According to the researchers who worked on the studies, these combined results show that CDK4/6 inhibitors could help to prolong the overall survival of patients with advanced breast cancer.

De-Escalating Treatment For HR Negative HER2 Positive Breast Cancer

The overall survival analysis of the WSG-ADAPT HR-/HER+ study, has shown that treatment with targeted therapies pertuzumab (Perjeta) and trastuzumab (Herceptin), can be just as effective without adding 12 weeks of paclitaxel (a chemotherapy drug).

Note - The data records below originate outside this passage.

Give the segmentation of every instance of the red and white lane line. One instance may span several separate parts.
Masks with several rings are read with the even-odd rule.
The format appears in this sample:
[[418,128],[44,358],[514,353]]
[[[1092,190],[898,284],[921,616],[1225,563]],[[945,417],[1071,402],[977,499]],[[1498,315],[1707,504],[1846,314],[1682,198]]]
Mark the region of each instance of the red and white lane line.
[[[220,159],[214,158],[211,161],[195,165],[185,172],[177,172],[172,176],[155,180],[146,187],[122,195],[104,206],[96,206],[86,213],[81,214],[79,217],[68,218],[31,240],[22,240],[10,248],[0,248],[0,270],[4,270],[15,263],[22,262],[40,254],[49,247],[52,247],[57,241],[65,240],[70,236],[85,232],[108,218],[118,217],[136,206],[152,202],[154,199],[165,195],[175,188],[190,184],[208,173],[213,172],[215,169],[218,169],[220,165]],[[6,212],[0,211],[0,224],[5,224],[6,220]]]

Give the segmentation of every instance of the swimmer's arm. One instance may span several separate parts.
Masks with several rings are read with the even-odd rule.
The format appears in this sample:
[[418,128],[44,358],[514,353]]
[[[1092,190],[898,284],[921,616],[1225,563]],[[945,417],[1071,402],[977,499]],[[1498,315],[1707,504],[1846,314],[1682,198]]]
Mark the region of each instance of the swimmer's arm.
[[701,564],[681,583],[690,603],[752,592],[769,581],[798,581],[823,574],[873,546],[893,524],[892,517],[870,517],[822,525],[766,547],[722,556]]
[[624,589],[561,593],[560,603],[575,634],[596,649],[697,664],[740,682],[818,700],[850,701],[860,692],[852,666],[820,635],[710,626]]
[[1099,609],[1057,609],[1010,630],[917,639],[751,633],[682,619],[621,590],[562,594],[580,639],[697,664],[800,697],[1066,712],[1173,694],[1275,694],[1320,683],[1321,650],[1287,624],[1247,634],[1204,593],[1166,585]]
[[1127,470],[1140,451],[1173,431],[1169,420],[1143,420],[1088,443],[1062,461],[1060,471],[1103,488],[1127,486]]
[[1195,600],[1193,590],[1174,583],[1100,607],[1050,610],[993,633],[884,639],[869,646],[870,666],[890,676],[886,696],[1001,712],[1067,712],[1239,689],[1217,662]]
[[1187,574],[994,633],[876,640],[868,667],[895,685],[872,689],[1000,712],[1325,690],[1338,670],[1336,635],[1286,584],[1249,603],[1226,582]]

This clinical trial aimed to find out how to reduce the intensity of neoadjuvant (pre-surgical) treatment, safely and effectively, in patients with HR negative, HER2 positive early-stage breast cancer. A five-year follow-up showed that overall survival with chemotherapy was 98% and 94% without chemotherapy. Invasive disease-free survival was 98% on the added chemotherapy arm, compared with 87% without. None of these outcomes were statistically different. Further analyses showed that patients whose tumour was eradicated prior to breast surgery had excellent outcomes, irrespective of whether they received chemotherapy or not.

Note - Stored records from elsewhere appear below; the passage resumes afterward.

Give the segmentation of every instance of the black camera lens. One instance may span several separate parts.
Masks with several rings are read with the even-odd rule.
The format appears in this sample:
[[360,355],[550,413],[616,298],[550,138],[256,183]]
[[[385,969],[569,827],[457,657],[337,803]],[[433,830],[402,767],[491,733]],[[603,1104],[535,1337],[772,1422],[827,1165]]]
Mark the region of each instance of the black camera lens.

The researchers involved in this study looked to the tumour biomarkers to see if they could determine which patients could benefit from this de-escalated treatment. They concluded that future investigations of chemotherapy-free treatment regimens may need to be focused on select patients with sensitive tumors, such as those with HER2-positive, non-basal like tumours, early responders, and those with predictive RNA (gene) signatures. Trials such as ADAPT, COMPASS and a future Breast Cancer Trials clinical trial DECRESCENDO will continue to explore similar de-escalation strategies in patients with breast cancer.

Learn more.

Nearly Three-Quarters Of Breast Cancer Patients Are Undertaking Complementary Medical Treatments

A survey report, released in conjunction with ASCO 2021, has found that nearly three-quarters of breast cancer patients (73%) report using at least one type of complementary therapy after their cancer diagnosis. Meanwhile, less than half of oncologists (43%) believe their patients are engaging in this practice.

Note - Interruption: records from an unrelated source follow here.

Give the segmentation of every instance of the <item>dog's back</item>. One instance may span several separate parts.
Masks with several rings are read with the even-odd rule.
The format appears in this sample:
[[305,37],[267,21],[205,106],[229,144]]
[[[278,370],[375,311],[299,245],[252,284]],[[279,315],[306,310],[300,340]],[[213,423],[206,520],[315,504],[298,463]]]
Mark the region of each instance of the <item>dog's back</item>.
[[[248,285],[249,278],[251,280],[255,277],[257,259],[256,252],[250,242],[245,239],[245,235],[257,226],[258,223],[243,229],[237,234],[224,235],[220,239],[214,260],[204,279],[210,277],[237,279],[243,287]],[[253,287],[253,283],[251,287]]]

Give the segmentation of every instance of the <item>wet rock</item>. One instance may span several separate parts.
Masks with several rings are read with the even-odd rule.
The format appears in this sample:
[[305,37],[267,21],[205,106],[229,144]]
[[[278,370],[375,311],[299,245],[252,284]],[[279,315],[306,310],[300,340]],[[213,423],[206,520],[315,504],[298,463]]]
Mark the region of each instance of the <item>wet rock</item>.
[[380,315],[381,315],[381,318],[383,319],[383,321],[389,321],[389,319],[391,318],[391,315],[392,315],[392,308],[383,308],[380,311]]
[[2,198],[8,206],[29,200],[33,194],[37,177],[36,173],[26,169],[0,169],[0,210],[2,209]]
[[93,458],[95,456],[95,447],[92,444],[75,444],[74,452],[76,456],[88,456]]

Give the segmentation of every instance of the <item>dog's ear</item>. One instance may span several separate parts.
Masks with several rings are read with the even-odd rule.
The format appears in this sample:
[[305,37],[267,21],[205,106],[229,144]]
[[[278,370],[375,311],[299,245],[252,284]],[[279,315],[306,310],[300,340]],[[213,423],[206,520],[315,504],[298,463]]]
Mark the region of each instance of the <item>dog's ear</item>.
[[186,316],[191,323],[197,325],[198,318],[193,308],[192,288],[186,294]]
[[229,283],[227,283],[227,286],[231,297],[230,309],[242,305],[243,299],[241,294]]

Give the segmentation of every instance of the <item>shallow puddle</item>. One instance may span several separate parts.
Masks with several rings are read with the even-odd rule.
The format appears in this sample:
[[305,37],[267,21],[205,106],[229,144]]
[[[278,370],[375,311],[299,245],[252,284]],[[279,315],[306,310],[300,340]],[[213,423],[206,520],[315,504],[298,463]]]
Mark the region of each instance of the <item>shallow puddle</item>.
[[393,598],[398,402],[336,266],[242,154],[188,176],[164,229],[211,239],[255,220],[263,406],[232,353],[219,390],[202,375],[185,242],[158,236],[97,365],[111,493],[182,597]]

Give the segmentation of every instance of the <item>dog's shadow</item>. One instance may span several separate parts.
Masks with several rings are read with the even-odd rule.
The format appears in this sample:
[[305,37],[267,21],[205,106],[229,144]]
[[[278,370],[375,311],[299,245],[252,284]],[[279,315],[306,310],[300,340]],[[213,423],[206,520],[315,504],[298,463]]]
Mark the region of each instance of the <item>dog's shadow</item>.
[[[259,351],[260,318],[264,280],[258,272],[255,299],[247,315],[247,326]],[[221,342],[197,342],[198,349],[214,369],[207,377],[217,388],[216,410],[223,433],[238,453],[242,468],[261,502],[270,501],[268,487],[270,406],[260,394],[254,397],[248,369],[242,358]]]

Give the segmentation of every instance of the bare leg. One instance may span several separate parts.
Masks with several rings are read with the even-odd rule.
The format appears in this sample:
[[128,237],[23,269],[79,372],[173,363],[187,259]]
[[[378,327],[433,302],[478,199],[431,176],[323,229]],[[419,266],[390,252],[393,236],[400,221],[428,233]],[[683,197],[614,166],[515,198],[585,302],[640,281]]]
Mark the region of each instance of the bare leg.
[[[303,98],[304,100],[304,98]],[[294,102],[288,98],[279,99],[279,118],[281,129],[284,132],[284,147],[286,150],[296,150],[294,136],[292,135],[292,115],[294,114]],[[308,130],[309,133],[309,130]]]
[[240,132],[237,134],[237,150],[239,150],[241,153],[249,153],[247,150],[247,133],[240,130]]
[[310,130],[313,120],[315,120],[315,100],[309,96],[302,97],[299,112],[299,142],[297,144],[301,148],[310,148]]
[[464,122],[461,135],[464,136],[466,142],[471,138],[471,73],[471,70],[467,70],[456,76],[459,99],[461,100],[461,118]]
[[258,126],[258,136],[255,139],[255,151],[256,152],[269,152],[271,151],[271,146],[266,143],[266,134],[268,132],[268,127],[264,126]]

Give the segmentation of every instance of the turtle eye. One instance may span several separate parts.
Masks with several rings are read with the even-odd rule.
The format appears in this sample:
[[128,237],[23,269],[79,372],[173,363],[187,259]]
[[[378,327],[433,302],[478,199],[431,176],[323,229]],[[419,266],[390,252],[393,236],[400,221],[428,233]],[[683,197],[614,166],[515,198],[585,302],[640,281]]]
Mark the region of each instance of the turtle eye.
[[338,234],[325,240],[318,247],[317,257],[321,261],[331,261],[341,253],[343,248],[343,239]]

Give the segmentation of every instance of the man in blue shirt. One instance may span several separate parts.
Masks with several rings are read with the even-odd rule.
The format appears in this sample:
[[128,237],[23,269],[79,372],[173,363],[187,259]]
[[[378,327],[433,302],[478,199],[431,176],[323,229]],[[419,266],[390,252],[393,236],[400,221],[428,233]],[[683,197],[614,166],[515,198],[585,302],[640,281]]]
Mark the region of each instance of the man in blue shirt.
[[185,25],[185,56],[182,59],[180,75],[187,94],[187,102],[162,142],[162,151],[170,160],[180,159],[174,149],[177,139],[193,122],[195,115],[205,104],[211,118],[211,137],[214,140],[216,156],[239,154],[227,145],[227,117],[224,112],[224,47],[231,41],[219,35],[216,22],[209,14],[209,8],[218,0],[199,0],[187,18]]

The survey polled 115 oncologists and 164 breast cancer patients. It found that 66% of oncologists and 65% of patients believe using complementary therapies improved patients’ quality of life. However, there was a difference in the type of therapies each group saw as useful. The oncologists believe nutrition consultation, support groups, psycho-oncology support and exercise consultation were the most important complementary health services. However, the medical professionals gave low marks to spiritual services and meditation or mindfulness, two approaches patients considered important.

Learn more.

Other Breast Cancer Trials Research Presented At ASCO

• PENELOPE-B did not show a benefit from the addition of one-year palbociclib to endocrine therapy compared to the placebo in the patient population of the trial – HR+, HER2 negative early breast cancer.
• APHINITY found that dual HER2 blockade with pertuzumab plus trastuzumab does not increase the risk of cardiac events compared with a placebo and trastuzumab alone.
• ALTTO found that in HER2+ early breast cancer patients enrolled on the trial, the PREDICT+ score greatly underestimated overall survival. The low performance of this prognosis tool was consistent across all patient subgroups, and therefore PREDICT+ should be used with caution to give prognostic estimation in HER2+ early breast cancer patients treated with effective chemotherapy and anti-HER2 targeted therapies.